为了争取在“十二五”末把我国建设成为世界“造船强国”,则必须在主流船型方面提高生产效率、优化产品结构、加快船舶配套产业的发展、在高技术船舶和海洋工程装备方面提升自主创新能力。而这都需要一批工程实践能力强、具有创新能力和团队精神的高质量船舶工程人才。(4)

2 船舶与海洋工程专业“卓越计划”的理论价值

正如前面对当今国际造船新形势的分析,为了适应国内外航运和海洋经济发展的新变化,顺应世界绿色造船发展的新趋势,应更加注重创新驱动,更加注重技术和品牌优势,更加注重质量、效益和效率,做强做优船舶制造业,大力提升船舶配套产业,培育壮大海洋工程装备制造业。(5)船舶各行业认为,培养的未来船舶工程师应该具备如下能力:(1)扎实的力学和数学基础,以及广泛的人文社会学科背景知识;(2)精湛的船舶与海洋工程专业知识;(3)深入理解并掌握工程分析方法,创造性地提出解决当今船舶工程问题的新办法;(4)具有实现自己梦想的执着精神和对社会的奉献精神。

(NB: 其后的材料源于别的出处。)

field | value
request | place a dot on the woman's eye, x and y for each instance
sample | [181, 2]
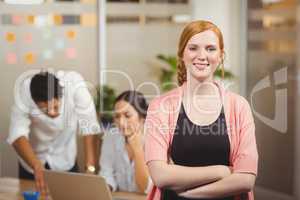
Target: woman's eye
[192, 48]
[211, 49]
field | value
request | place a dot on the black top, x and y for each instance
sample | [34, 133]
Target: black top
[196, 146]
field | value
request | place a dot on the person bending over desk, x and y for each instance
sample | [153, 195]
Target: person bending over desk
[44, 120]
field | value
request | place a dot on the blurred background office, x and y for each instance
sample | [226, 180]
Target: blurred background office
[132, 43]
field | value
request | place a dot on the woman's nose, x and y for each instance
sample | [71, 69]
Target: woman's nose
[201, 55]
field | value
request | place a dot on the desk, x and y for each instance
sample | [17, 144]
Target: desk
[11, 188]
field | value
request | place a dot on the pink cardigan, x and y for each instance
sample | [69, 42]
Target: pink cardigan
[161, 121]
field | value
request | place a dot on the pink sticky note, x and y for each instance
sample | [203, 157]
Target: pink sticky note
[11, 58]
[28, 38]
[71, 53]
[16, 19]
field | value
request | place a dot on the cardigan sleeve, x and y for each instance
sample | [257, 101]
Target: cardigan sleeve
[156, 133]
[246, 157]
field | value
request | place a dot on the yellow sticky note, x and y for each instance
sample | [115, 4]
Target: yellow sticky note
[88, 19]
[71, 34]
[10, 37]
[30, 19]
[57, 20]
[30, 58]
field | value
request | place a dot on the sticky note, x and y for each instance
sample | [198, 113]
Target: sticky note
[40, 21]
[10, 37]
[59, 44]
[30, 19]
[28, 38]
[71, 34]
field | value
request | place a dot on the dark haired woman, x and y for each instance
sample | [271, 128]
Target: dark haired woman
[122, 162]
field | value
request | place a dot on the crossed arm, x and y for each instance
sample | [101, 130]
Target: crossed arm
[200, 182]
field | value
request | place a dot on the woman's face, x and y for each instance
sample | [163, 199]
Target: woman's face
[202, 55]
[50, 108]
[127, 118]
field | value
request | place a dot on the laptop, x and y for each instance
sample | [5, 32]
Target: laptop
[76, 186]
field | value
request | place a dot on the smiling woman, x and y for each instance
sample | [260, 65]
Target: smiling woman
[199, 138]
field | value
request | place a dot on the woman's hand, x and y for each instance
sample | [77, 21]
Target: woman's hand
[40, 183]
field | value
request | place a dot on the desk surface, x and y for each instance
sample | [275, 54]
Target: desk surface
[11, 189]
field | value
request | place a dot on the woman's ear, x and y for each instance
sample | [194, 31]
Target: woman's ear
[223, 55]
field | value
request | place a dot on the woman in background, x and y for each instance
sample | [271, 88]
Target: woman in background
[122, 162]
[200, 138]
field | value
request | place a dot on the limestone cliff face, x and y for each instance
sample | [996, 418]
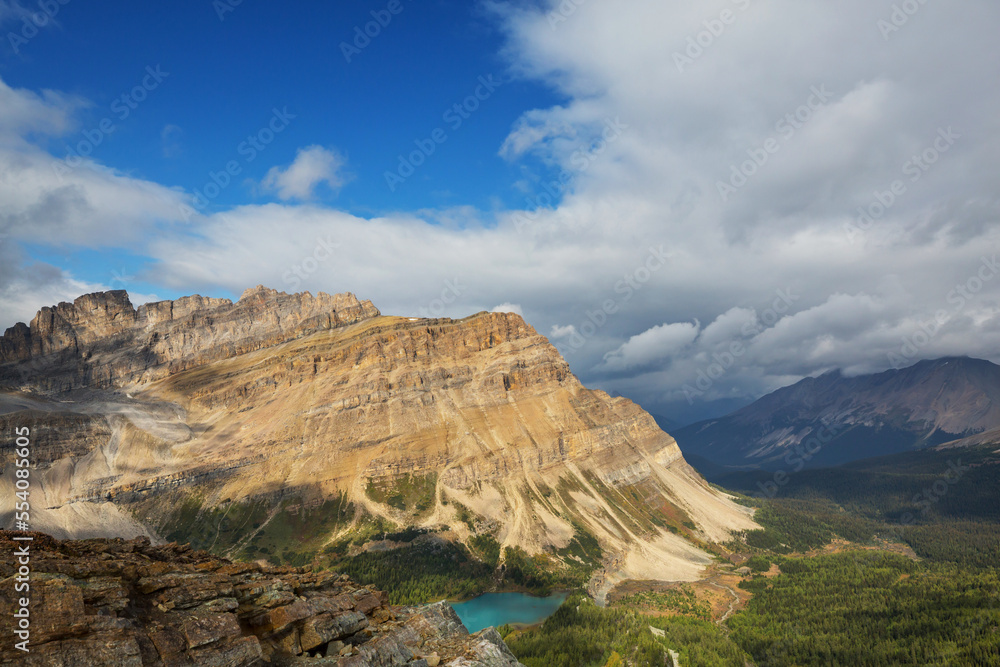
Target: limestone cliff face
[101, 341]
[312, 398]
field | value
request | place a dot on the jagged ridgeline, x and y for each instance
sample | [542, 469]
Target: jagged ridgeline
[312, 429]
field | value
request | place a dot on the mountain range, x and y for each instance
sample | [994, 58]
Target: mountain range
[833, 419]
[230, 424]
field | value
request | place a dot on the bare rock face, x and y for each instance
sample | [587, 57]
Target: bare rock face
[118, 602]
[279, 398]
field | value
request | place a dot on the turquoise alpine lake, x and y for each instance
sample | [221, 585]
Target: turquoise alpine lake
[499, 608]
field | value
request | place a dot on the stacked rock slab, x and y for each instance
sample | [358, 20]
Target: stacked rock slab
[124, 603]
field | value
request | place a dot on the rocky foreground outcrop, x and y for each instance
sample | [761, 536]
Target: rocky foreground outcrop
[124, 603]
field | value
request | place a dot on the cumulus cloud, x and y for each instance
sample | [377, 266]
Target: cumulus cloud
[805, 110]
[312, 166]
[660, 342]
[60, 202]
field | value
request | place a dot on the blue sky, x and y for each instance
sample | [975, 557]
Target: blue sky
[697, 202]
[227, 69]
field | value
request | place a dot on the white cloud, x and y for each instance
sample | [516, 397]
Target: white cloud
[312, 166]
[660, 342]
[577, 270]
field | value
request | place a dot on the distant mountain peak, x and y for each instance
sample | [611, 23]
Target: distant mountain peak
[932, 401]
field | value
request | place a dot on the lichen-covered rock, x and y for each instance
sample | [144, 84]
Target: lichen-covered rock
[117, 602]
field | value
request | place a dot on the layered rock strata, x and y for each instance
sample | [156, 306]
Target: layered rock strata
[128, 603]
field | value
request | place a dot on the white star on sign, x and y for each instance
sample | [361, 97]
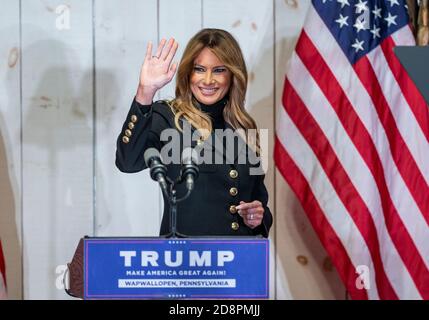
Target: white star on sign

通过实施“卓越计划”,我们将与知名大型国企建立联合培养人才的新机制,将面向工业界、面向世界、面向未来,培养造就一批实践能力强、具有创新能力、能适应船舶行业发展的高质量工程技术人才。从而在未来十几年里,在船舶行业打造技术先进、结构优化、创新活跃的现代产业体系,努力实现由造船大国向造船强国的转变。

3 船舶与海洋工程专业人才培养模式的要求

3.1 专业定位

根据我校“十一五”发展规划,坚持“培养立足航运、依托上海、服务全国、面向世界的应用型船舶与海洋工程学科高级工程技术人才;为各大船厂、研究所、设计院等部门培养素质好、基础知识扎实、有较强实践能力的高质量人才”。本专业定位于:立足航运、面向海洋,紧随世界经济发展步伐,以期船舶与海洋工程专业在船舶与海洋工程的设计和建造领域形成自己的特色优势。

3.2 培养目标

本专业培养具备现代船舶工程设计与建造的基本理论,以及现代先进制造技术等专业基础知识与技能,接受现代船舶工程师的基本训练,具有进行船舶与海洋工程产品制造、设计及生产组织管理基本能力的人才。毕业生能在船舶与海洋结构物制造、设计、检验、使用和管理等部门从事技术和管理工作,尤其侧重为各大造船企业和地方船厂培养基础扎实、专业知识广泛、动手能力强、具有创新精神和实践能力的复合型、应用型船舶与海洋工程学科高级工程技术人才。

3.3 培养要求

培养德智体全面发展,基础扎实,知识面广,能适应社会发展的需要,具有在现代船舶与海洋工程领域进行工作的基本知识以及从事该行业工作所必需的基本技能。通过四年学习,学生应具备以下几个方面的知识和技能:(1)具有扎实的自然科学基础,较强的计算机和外语应用能力并有较好的人文、艺术和社会科学基础。(2)较系统地掌握船舶与海洋工程专业领域宽广的基础理论知识。掌握船舶与海洋工程设计与制造的理论、方法和工艺过程,熟悉现代船舶相关规范与法规,了解现代先进前沿造船技术与船舶企业管理方法。(3)具有从事船舶与海洋工程专业所需的设计、制图、计算机应用和文献检索等基本技能。具有较强的自学能力、创新意识和良好的综合素质,具有一定的科学研究能力和较强的实践应用能力。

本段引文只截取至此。